Zazzaroni: "Non possiamo cedere alla violenza dei social, con minacce di morte ad arbitri e giocatori"
Sulle pagine del "Corriere dello Sport", Ivan Zazzaroni torna sugli errori arbitrali prendendo spunto da quanto accaduto in Inter-Juve di sabato scorso, concentrandosi sulle minacce di morte arrivate, via social, a Bastoni e La Penna: "Da quando c’è il Var pretendiamo che l’arbitro veda anche quello che a occhio nudo non si può vedere. Questa forma di condizionamento trasforma il direttore di gara, lo spinge spesso a sentirsi Hawkeye, Occhio di Falco, e a commettere errori clamorosi.
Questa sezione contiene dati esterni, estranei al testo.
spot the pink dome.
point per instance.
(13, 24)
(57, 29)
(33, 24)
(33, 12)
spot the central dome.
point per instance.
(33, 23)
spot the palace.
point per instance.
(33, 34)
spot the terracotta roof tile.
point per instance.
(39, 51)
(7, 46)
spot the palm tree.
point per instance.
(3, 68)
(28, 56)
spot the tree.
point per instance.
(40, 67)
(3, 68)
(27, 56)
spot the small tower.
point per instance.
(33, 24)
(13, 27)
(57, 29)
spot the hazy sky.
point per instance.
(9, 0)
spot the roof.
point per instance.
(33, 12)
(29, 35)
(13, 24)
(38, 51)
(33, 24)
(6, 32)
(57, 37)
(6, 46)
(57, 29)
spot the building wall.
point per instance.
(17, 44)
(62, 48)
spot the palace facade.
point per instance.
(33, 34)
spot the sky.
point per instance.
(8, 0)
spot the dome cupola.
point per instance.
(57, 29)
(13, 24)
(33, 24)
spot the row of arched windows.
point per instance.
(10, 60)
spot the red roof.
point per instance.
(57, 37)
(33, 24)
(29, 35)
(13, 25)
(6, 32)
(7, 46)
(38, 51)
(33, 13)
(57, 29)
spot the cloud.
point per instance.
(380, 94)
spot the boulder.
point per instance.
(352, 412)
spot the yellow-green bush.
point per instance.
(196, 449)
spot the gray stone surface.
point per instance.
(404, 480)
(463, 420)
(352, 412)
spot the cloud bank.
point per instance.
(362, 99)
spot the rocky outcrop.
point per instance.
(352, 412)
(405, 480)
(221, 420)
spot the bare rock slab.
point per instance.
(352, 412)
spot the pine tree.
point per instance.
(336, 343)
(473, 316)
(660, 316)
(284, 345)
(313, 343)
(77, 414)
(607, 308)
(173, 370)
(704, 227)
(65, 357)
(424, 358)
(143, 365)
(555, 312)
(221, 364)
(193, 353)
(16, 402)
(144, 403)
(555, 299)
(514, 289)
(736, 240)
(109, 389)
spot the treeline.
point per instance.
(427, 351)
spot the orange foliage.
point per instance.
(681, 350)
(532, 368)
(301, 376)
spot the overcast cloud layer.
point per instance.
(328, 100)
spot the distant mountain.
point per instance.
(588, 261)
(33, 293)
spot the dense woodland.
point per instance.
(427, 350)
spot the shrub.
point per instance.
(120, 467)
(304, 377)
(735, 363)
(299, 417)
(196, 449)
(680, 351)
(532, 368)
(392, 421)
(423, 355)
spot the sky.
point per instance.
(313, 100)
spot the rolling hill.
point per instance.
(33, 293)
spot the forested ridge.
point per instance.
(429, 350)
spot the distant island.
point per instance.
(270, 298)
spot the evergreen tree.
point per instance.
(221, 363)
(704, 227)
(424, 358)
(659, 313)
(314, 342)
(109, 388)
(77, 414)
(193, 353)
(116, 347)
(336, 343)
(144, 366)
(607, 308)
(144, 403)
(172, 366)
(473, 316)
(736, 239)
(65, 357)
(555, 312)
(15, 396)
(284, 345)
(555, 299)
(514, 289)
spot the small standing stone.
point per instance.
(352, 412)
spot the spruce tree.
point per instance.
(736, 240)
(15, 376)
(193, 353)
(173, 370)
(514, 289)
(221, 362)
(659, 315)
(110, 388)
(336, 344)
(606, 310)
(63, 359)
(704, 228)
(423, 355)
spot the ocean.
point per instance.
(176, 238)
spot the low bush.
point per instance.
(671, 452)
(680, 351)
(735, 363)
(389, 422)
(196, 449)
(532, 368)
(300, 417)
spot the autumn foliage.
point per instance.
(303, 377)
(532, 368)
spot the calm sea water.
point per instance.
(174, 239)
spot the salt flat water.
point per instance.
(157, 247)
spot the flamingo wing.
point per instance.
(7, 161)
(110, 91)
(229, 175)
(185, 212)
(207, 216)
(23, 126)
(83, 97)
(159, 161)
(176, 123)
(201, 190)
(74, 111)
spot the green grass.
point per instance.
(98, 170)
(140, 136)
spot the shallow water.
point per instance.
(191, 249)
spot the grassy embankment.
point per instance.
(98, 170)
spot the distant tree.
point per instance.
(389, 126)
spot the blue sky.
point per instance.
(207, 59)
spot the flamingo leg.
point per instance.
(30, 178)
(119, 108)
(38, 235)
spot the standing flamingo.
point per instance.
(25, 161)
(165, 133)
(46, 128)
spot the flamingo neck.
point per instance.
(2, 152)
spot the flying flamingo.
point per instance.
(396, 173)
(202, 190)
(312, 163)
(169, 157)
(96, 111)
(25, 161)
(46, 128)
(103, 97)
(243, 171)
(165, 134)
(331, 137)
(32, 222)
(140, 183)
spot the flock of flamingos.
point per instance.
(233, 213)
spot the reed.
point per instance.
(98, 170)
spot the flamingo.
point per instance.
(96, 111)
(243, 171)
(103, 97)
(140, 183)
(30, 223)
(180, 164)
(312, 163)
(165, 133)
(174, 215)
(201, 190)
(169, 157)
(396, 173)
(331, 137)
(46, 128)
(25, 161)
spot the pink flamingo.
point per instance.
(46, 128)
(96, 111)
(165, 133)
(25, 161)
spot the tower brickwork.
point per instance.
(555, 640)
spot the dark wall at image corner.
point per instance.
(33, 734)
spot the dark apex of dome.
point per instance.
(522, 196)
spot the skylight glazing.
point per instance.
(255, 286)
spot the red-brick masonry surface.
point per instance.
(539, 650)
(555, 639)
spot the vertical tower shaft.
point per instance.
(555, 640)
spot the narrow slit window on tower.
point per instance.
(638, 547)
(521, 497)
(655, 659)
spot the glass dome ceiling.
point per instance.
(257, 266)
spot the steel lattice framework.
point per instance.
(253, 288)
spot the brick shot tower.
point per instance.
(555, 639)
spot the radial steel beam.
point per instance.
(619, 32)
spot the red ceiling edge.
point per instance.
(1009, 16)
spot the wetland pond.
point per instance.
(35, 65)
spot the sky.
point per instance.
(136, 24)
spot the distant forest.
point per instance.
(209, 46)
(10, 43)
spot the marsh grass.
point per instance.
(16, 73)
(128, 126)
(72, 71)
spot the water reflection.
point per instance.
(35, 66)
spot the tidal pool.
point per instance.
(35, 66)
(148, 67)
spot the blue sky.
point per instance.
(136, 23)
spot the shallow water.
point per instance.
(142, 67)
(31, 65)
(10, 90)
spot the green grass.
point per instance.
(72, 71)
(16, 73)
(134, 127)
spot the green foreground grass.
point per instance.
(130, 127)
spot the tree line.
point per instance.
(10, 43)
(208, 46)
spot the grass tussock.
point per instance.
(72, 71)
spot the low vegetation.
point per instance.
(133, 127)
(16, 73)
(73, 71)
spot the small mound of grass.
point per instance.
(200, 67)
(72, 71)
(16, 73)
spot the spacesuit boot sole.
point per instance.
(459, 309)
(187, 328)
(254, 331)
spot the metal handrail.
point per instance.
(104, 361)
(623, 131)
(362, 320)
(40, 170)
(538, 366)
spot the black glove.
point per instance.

Non possiamo arrenderci a un protocollo colpevolmente sbagliato, insufficiente, “ipocrita". Non possiamo arrenderci alla violenza dei social, alle minacce di morte rivolte con una disinvoltura e una vigliaccheria disarmanti a arbitri, calciatori e famiglie. È una guerra culturale contro l’ignoranza, l’incultura, la rabbia» e contro «i cretini che ci circondano e si moltiplicano.
Non tolleriamo i torti che subiamo nel calcio poiché siamo spesso costretti a mandar giù quelli che ci toccano nella vita di tutti i giorni. A mangiar merda insomma. Le nostre parole sono come giganti quando ci fanno un torto, e come nani quando ci rendono un servigio".